In general, a compressor, particularly, a reciprocating compressor has no crankshaft for converting a rotating movement to a linear movement, thereby having small friction loss and so having higher efficiency in compression than that of a general compressor.
In case that the reciprocating compressor is used for a refrigerator or an air conditioner, as a stroke voltage inputted to the reciprocating compressor is varied, a compression ratio of the reciprocating compressor can be varied to control freezing compressor. Such a reciprocating compressor will now be described with reference to FIG. 1.
FIG. 1 is a block diagram showing a structure of an operation control device of the reciprocating compressor in accordance with the conventional art.

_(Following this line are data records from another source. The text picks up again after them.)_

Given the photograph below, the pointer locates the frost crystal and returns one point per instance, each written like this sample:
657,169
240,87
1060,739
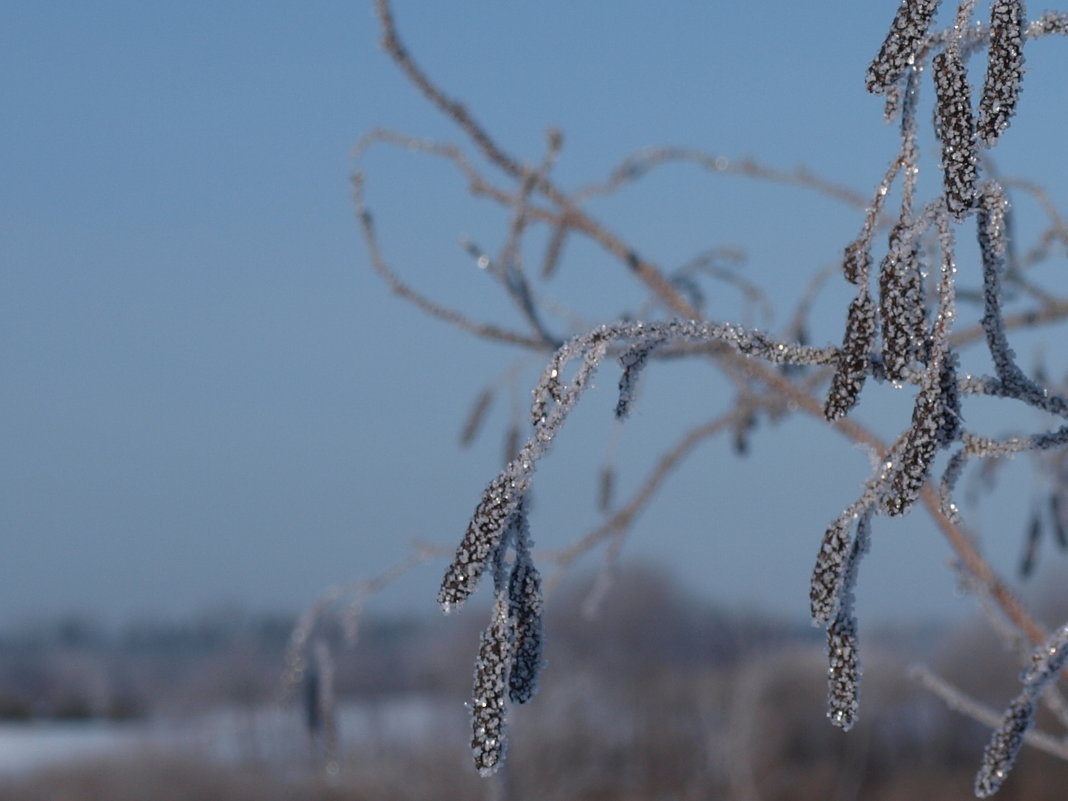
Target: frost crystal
632,361
1004,69
853,359
902,43
857,261
956,129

As shown therein, the operation control device of the reciprocating compressor includes: a voltage detecting unit 14 for detecting a voltage applied to the reciprocating compressor 13 as the compressor operates; a current detecting unit 12 for detecting a current applied to the reciprocating compressor 13 as the compressor operates; a microcomputer 15 for calculating a stroke by using the voltage detected by the voltage detecting unit 14 and the current detected by the current detecting unit 12, comparing the calculated stroke and a stroke reference value, and outputting a switching control signal on the basis of the comparison result; and a power supply unit 11 for supplying a stroke voltage to the reciprocating compressor 13 by on-off controlling AC power supplied to the reciprocating compressor 13 according to the switching control signal outputted from the microcomputer 15 by using an internal triac (Tr1). Herein, the reciprocating compressor 13 receives a stroke voltage provided to an internal motor (not shown) according to a stroke reference value set by a user and varies an internal stroke so as to vertically move a piston (not shown) in the compressor.
Hereinafter, operations of the operation control device of a reciprocating motor compressor in accordance with the conventional art will now be described.
First, the reciprocating motor compressor 13 receives a voltage supplied to the motor on the basis of the stroke reference value set by a user and varies the stroke so as to vertically move the stroke. Herein, the stroke means a moving distance of a piston in the reciprocating motor compressor 13 in a reciprocating movement.
A turn-on period of the triac (Tr1) of the power supply unit 11 is lengthened by a switching control signal outputted from the microcomputer 15. As the turn-on period is lengthened, the AC power is supplied to the reciprocating motor compressor 13 to drive the reciprocating motor compressor 13. At this time, the voltage detecting unit 14 and the current detecting unit 12 detect a voltage and a current applied to the reciprocating motor compressor 13 and output the detected voltage and current to the microcomputer 15, respectively.
The microcomputer 15 calculates a stroke by using the voltage and the current detected by the voltage detecting unit 14 and the current detecting unit 12, then, compares the calculated stroke with the stroke reference value, and outputs a switching control signal according to the comparison result. That is, when the calculated stroke is smaller than the stroke reference value, the microcomputer 15 outputs a switching control signal for lengthening an on-period of the triac (Tr1) to the power supply unit 11 thereby increasing a stroke voltage supplied to the reciprocating motor compressor 13.
On the other hand, when the calculated stroke is greater than the stroke reference value, the microcomputer 15 outputs a switching control signal for shortening an on-period of the triac (Tr1) to the power supply unit 11 thereby decreasing a stroke voltage supplied to the reciprocating motor compressor 13.
In the conventional art, an over load protector (OLP) 20 for cutting off power applied to. a motor of the compressor 13 when a temperature of the compressor 13 is high or when over current flows in a internal motor of the compressor 13, is installed independent of the operation control device.
Hereinafter, an over load protector (OLP) in accordance with the conventional art will now be described.
The over load protector 20 detects a temperature of a compressor 13 electrically connected with itself. In addition, the over load protector 20 detects heat due to a current flowing therein, and cuts off or passes power applied to an internal motor of the compressor 13 on the basis of a temperature of the detected heat. That is, when a temperature of the compressor 13 gets high, or over current flows in the internal motor of the compressor 13, the over load protector 20 operates to cut off power supplied to the compressor 13, and thus prevents damage of the compressor 13.
However, the over load protector installed in the compressor 13 in accordance with the conventional art cannot be minimized by a size of a power device (not shown) in the over load protector 20, and also, a cost for the compressor increases by installing the over load protector in the compressor.